I actually named him Biggie because it means big in sranang tongo (the language they speak in suriname)
(my dog is called dagu because it means dog in sranang tongo )

I'm half dutch half surinam, that's why i usually give surinam names to my pets.

and thanks for the nice comments.


----------



## larissalurid (Apr 20, 2012)

Beautiful tegu :3


----------



## NorCalAl (Apr 20, 2012)

Nice pics and a beautiful boy!


----------



## Aardbark (Apr 20, 2012)

Thats one happy tegu.

The one with the baby is nice, but I really like the one with the mouse. I love how he is looking at the camera as if to say, "Hay, this is my mouse, and your not getting it."


----------



## Little Wise Owl (Apr 23, 2012)

Gorgeous Red. I'm so jealous... My Red hates me.


----------



## HeatherN (Apr 23, 2012)

What a love, top tier red! It kinda looks like he has some sort of eyeliner or eyelashes, no offense or anything, he's a handsome boy


----------



## Sharm1 (Apr 24, 2012)

You are not the only one who said that about his eyes. I dunno about other red's but mine certainly has been using eyeliner  Check this photo and you'll see even better (its somewhat out of focus, but you get the idea).

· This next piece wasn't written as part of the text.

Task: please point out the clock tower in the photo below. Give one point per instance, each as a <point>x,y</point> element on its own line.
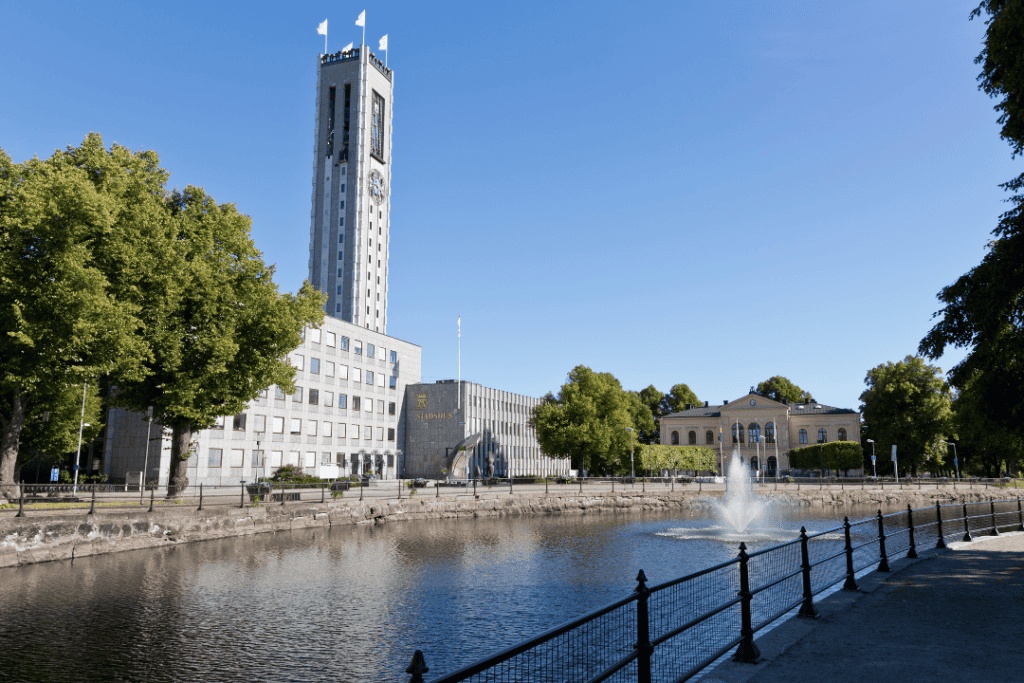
<point>351,187</point>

And Little Wise Owl: My b/w one hated me too. He scared the **** out of me hahaha. I'm happy that this one already was tame when I bought him


----------



## naturboy87 (Apr 24, 2012)

Grate pic to cool ....


----------



## chelvis (Apr 24, 2012)

Wow thats a monster. Great photos!!!


----------



## Sharm1 (Apr 26, 2012)

another one i just had to share

[attachment=4271]

my daughter liked it...until he climbed up to her head haha


----------



## tegtaker007 (May 15, 2012)

Man he looks awsome. I cant wait until my red gets that size! Good looking tegu!


----------



## JoeTurtleKing (May 21, 2012)

Such a beautiful tegu 

Sent from my HTC EVO 3D using Tapatalk 2


----------



## Kimmie (May 22, 2012)

nice boy you got there!


----------



## chriswizz (May 22, 2012)

Sharm1 said:


> another one i just had to share
> 
> 
> 
> my daughter liked it...until he climbed up to her head haha


hes gorgeous, he looks huge sat on her, cant wait to add one to my collection.


----------